Die Ursachen sind vielfältig, gehen letztlich aber alle auf die Lebens- und Wirtschaftsweise der Menschen zurück: Verlust von Lebensraum durch Straßen- und Siedlungsbau sowie Gewerbe-und Industrieanlagen, Übernutzung von Weltmeeren und landwirtschaftlicher Fläche und die Verschmutzung natürlicher Systeme durch Abfall, Abgase, Abwasser. Dazu kommt der Klimawandel, der die klimatischen Bedingungen in den verschiedenen Lebensräumen schneller verändert, das sich die Lebenwesen daran anpassen könnten.

Oberstes Ziel des Natur- und Artenschutzes ist deshalb, die Vielfalt der Lebensräume und Arten zu erhalten.

 

Eine Möglichkeit stellt die praktische Arbeit z.B. bei der Betreuung von Krötenzäunen, Pflege von Streuobstwiesen oder der Entfernung von Neophyten dar. In diesem Bereich sind viele Aktive der -> BUND-Ortsgruppen in der Ortenau aktiv.

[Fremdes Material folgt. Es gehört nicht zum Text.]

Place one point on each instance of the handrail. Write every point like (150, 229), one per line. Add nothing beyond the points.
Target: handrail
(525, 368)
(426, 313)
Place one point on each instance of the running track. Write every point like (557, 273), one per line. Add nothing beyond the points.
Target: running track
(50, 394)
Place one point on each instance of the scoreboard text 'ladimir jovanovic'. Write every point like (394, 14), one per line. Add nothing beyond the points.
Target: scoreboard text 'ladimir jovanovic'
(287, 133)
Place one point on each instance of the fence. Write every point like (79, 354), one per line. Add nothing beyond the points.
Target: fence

Das BUND-Umweltzentrum leitet die Aktionsgruppe -> "ArtenReich Ortenau". Ziel ist es, die Bevölkerung aufzuklären und Einfluss auf die Gestaltung in den Gemeinden nehmen. Wir suchen den Dialog zu Landwirten und Obstbauern und wollen helfen, gemeinsam Möglichkeiten zur Förderung der Artenvielfalt zu finden und umzusetzen.

Ökologische Aufwertung von Fließgewässern

Renaturierte Kinzig

Ein weiteres Schwerpunktthema stellt die ökologische Aufwertung von Fließgewässern dar.

Der Einsatz für eine bessere Wasserqualität der Gewässer ist seit jeher eines der wichtigsten Anliegen der Umweltbewegung am Oberrhein. Inzwischen sind viele Schadstoffe aus dem Wasser verschwunden. Damit die Flüsse aber tatsächlich wieder zu einem Lebensraum mit großem Artenreichtum werden können, ist es nötig, in einem zweiten Schritt die kanalartig begradigten Bäche und Flüsse am Oberrhein so weit wie möglich zu renaturieren. Naturnahe Bäche und Flüsse könnten als blau-grüne Bänder vom Schwarzwald bis zu den Rheinauen Lebensraum für viele seltene und bedrohte Tier- und Pflanzenarten bieten und das Landschaftsbild, das inzwischen vielerorts von ausgeräumten Monokulturen geprägt wird, entscheidend verbessern. Mehr informationen bietet der Flyer zur "Renaturierung der Kinzig - wie aus einem Kanal wieder ein lebendiger Fluss wird".

Neophyten

Feinstrahl: invasiver Neophyt aus Nordamerika

Auch die Ausbreitung von invasiven Neophyten, also eingewanderten Arten, die die heimischen Arten verdrängen, kann zu einem Problem für die Biodiversität werden. 

Zum Umgang mit Neophyten hat das BUND-Umweltzentrum eine kleine Broschüre erstellt: "Neophyten - Nichtheimische Problempflanzen in der Ortenau erkennen und bekämpfen".

Darin sind die Pflanzen mit Foto und Erkennungsmerkmalen aufgeführt, die sich in unserer Region besonders schnell ausbreiten. Durch die Verdrängung der heimischen Flora oder aufgrund von Giftstoffen und Allergenen ist es wichtig, sie zu bekämpfen oder zumindest eine weiterere Ausbreitung zu vermeiden.

Infos und Downloads (pdf-Dokumente):

Das BUND-Umweltzentrum Ortenau veranstaltet naturkundliche Exkursionen, bearbeitet Anfragen zum praktischen Artenschutz und gibt vielfältige Tipps zum Anbringen von Nisthilfen für Vögel, Fledermäuse und Insekten, zum Umgang mit Wespen und Hornissen oder zur Winterfütterung. Auch z.B. beim Anlegen von Gärten und Grünflächen, bei der Begrünung von Hauswänden oder -dächern oder beim Baumschnitt können wir mit Informationsmaterial und Vorträgen weiterhelfen.